Зато вдруг, благодаря какому-то странному сцеплению ассоциаций,
совершенно неосознанному ходу мыслей, я понял, хотя теперь это и не было
так уж важно, каким образом мои преследователи узнавали все мои намерения,
почему они безошибочно всюду находили меня, а иногда даже опережали,
ожидая в тех пунктах, куда я только еще направлялся.
Как я уже говорил, кое-что можно было объяснить тем, что меня
проследили, кое-что - простым логическим ходом мыслей противника,
совпавшим с моими рассуждениями, кое-что - предательством в Центре. Но
оставалось непонятным, до сих пор не имеющим объяснения то обстоятельство,
что моим врагам были известны такие подробности моего маршрута, которые я
принял под влиянием минутного каприза и о которых знал только я один. И
вот сейчас меня вдруг осенило, я внезапно понял: был еще кто-то, знавший
последний вариант моего маршрута до тонкостей, некто, предавший меня,
кого, однако, я не мог ни наказать, ни привлечь к ответственности законным
порядком... Кто коварно прикинулся моим другом и помощником, а сам
поддерживал связь с моими врагами именно тогда, когда я не мог этого
заметить...
Компьютер! Конечно, в него был вмонтирован передатчик, тем более
миниатюрный, что не требовал отдельного источника питания. Скорее всего,
он был встроен в интерфейс между процессором и дисплеем, и работал только
в то время, когда работал компьютер. Вот почему я не мог обнаружить его
индикатором - для этого надо было раздвоиться! Мои преследователи получили
на своем дисплее точно такой же вариант маршрута, какой компьютер
рассчитал по моим вводным, а потом и окончательный вариант, выведенный на
распечатку... Жаль, что я догадался об этом слишком поздно, а то можно
было бы устроить им теплую встречу в одной из точек намеченного пути.
Впрочем, еще не все потеряно.
В этот момент мне показалось, что кто-то скребется за входной дверью.

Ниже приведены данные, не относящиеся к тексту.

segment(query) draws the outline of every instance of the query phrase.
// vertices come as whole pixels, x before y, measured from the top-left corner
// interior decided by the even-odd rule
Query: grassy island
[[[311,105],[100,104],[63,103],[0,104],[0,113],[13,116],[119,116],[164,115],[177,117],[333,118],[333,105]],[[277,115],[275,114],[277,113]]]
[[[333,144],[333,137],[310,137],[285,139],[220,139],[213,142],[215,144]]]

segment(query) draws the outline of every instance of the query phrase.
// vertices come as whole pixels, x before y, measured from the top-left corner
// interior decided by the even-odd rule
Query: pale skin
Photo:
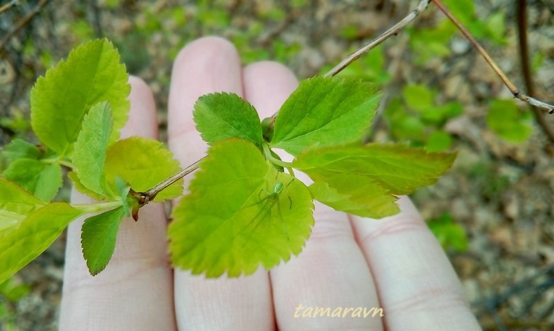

Я прислушался. Через несколько секунд звук повторился. Было такое
впечатление, будто чем-то осторожно пытаются поддеть язычок замка или
царапают ногтем по обивке двери...
Я быстро выдвинул верхний ящик письменного стола и достал свой
5,45-миллиметровый ПСМ. Проверив, снаряжен ли магазин, я осторожно,
стараясь не щелкнуть, вставил его в рукоятку пистолета и передернул
затвор, досылая патрон в ствол. Потом погасил настольную лампу и, мягко
ступая, чтобы не скрипнуть половицей, вышел в прихожую. Стараясь не
становиться против дверного проема, прижимаясь к стенке, я приблизился к
двери и уже протянул руку к замку, как вдруг заколебался. А стоит ли
открывать дверь? Раз тот, кто стоит за нею, старается не шуметь, значит,
он хочет сделать что-то, оставшись незамеченным. Но что именно? Может
стоит подождать, пока он снова займется своей работой, а потом выбраться в
окно, пройти по карнизу до соседнего балкона, с него перебраться на
пожарную лестницу, спуститься вниз, а потом подойти снаружи, застав его
врасплох? Но мне как-то не хотелось разгуливать по карнизу четвертого
этажа в стеганом шелковом халате и с пистолетом в руке. Какого черта! Я
лучше резко распахну дверь, это на какую-то секунду ошеломит его, и
преимущество будет на моей стороне, во всяком случае, преимущество
внезапности, а там посмотрим. Меня, однако, несколько удивляла
кровожадность моих противников, их настойчивое стремление во что бы то ни
стало добраться до моей шкуры. Я уже не являлся конкурентом в розысках
кольца, а мстительность, не сулившая ничего, кроме осложнений с властями,
была не в обычае этих прагматиков и рационалистов.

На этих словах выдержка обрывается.